Al acercarse ya el trágico desenlace, los acentos de dolor en que la Iglesia prorrumpe son cada vez más desgarradores, y pronto oiremos sus lamentos por su Esposo que ha desaparecido. “El cielo de la Iglesia, escribe “Dom Guéranger, se va poniendo más y más sombrío”. Como en los días de la tormenta, vemos acumularse en el horizonte siniestros y densos nubarrones. Va a caer el rayo de la divina Justicia, desgarrando a Jesús que por amor a su Padre y a nosotros se hizo hombre. En virtud de la misteriosa solidaridad que enlaza entre sí a los distintos miembros de la familia humana, ese Dios hecho carne ha sustituido a sus hermanos culpables. Para eso “se reviste de nuestras culpas como de un manto”, en frase del Profeta, y “se hace pecado por nosotros” a fin de poder llevarlo con su carne a la cruz, y destruirlo con su muerte. En el huerto de Getsemaní, los pecados de todos los siglos y de todas las almas se agolpan horribles y repugnantes en fangosas oleadas sobre el alma purísima de Jesús, el cual se convierte en “¡receptáculo de todo el barro humano, en sentina de la creación! (Mons.Gay. Ser. Juez. S.)

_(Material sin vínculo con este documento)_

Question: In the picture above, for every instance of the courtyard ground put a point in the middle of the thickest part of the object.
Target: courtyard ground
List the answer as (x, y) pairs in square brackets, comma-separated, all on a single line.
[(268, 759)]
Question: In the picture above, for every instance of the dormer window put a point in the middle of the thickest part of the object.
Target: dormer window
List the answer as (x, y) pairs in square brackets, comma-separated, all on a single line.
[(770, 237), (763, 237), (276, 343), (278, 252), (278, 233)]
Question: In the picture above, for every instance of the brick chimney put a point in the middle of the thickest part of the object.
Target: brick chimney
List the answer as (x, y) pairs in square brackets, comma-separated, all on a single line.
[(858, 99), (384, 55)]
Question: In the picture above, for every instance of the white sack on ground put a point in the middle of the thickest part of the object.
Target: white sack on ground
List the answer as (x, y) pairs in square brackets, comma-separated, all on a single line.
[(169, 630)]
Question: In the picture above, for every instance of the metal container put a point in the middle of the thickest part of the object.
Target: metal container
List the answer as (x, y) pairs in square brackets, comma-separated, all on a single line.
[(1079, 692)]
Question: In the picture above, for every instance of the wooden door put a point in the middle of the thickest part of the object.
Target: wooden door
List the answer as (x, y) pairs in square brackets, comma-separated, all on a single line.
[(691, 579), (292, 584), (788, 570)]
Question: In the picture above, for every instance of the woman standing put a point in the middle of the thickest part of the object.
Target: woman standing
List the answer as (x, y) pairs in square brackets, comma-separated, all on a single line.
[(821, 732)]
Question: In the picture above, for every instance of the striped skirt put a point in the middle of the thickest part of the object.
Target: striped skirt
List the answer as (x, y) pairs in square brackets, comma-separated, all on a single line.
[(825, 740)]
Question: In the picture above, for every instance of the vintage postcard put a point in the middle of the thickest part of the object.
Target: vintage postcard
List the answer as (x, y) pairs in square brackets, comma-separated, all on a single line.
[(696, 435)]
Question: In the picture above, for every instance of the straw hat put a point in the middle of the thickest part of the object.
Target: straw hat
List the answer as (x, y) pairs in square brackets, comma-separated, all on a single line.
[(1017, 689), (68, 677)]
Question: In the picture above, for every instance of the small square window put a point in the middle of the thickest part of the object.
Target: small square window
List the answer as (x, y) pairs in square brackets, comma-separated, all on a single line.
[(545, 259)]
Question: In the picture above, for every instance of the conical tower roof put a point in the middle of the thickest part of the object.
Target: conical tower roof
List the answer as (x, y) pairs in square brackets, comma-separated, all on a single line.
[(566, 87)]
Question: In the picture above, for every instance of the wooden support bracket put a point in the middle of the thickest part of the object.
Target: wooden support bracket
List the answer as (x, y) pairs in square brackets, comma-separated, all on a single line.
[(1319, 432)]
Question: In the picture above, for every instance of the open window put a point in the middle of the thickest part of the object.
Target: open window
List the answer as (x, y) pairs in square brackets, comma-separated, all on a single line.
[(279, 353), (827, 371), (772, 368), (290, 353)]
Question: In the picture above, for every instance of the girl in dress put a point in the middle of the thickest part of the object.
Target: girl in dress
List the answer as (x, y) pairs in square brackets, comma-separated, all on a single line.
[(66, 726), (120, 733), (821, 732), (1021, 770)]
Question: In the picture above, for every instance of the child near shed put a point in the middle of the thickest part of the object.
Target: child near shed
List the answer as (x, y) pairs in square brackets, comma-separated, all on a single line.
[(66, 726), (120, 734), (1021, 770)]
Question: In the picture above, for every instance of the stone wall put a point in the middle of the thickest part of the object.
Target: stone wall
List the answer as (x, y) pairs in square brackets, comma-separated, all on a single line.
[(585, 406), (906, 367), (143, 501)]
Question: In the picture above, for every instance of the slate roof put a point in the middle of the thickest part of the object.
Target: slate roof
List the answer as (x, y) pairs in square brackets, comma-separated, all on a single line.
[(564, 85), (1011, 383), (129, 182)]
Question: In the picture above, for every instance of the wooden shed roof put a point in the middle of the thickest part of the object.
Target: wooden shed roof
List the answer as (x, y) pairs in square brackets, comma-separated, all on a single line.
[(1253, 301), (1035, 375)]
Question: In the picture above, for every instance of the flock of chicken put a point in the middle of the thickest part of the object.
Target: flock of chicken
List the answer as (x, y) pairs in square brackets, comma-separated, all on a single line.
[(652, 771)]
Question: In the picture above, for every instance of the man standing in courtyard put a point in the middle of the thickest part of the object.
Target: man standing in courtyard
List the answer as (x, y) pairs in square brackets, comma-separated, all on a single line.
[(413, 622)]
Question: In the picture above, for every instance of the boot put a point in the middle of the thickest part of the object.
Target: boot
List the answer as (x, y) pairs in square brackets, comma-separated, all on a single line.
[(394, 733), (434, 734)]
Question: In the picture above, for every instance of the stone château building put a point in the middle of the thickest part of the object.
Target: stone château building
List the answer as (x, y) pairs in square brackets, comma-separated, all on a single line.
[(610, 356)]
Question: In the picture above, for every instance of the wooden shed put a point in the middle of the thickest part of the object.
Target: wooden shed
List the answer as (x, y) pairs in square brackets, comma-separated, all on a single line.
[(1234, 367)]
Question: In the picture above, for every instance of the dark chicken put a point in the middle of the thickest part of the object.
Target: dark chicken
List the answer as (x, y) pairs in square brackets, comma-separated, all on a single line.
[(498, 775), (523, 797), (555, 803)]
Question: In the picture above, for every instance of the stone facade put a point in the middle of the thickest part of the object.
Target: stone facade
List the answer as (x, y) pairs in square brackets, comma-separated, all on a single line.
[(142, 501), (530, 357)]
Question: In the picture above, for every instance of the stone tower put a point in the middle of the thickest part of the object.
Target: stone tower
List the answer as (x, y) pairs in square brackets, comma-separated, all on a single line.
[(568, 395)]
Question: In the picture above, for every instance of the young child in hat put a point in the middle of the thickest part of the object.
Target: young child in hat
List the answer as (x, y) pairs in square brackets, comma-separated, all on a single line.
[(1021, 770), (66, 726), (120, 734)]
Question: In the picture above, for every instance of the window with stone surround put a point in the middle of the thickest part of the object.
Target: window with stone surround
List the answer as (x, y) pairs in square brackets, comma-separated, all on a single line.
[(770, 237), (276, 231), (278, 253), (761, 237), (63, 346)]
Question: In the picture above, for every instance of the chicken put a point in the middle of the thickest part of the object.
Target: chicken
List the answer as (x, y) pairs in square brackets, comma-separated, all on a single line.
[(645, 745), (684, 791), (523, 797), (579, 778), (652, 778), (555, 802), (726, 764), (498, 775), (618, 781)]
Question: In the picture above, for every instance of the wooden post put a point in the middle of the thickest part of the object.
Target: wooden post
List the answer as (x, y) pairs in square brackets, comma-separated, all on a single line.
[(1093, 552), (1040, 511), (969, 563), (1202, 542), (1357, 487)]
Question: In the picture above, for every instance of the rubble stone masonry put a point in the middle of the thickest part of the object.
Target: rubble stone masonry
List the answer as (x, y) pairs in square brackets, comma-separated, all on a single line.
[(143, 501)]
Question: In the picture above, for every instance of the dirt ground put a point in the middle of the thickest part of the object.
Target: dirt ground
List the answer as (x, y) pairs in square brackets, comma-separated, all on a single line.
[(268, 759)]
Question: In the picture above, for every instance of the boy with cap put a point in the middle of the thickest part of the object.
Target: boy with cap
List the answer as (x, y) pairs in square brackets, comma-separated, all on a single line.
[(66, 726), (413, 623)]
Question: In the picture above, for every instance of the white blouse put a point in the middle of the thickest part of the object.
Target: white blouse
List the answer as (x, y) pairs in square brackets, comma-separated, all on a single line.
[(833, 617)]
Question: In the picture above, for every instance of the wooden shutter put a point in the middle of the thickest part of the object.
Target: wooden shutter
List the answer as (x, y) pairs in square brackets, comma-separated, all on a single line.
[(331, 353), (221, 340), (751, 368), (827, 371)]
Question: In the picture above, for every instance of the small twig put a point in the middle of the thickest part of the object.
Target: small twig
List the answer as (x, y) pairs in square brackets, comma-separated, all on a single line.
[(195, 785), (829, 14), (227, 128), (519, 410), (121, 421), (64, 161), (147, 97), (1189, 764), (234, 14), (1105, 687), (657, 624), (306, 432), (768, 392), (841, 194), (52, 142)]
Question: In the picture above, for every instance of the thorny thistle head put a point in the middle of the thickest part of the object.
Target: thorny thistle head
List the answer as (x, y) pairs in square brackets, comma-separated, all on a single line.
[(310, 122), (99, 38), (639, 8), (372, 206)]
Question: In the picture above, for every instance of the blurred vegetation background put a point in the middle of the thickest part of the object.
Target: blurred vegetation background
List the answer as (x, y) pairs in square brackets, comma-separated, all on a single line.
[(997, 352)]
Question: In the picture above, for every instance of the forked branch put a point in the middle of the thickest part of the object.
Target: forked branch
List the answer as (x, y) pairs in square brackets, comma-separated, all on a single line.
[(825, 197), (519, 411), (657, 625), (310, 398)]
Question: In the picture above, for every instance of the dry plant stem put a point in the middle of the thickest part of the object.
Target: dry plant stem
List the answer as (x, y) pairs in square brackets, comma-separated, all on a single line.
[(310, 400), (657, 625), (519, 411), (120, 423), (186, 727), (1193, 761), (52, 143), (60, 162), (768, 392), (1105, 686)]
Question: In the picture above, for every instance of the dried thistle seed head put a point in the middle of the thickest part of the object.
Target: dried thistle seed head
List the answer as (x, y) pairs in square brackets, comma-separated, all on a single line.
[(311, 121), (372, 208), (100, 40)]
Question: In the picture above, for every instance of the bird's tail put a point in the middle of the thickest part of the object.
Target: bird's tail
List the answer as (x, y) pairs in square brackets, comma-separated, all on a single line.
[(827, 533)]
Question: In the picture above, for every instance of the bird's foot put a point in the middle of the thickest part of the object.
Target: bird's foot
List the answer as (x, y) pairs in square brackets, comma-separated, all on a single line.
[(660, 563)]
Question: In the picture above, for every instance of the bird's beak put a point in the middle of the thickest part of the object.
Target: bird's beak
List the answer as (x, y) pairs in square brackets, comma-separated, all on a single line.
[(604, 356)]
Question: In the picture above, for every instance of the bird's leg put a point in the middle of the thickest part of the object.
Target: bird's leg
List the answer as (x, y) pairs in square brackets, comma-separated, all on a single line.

Su mismo Padre, violentando el amor entrañable que le tiene, debe tratarle como a un ser maldito, porque escrito está: “Maldito todo aquel que pende de un leño”. Y es que la obra de nuestra salvación reclamaba que Jesús “fuera cosido al madero de la cruz, para que precisamente lo que nos había dado la muerte nos devolviera la vida; y que el que por el leño nos había vencido, por el leño lo fuese también a su vez por Jesucristo Señor nuestro”.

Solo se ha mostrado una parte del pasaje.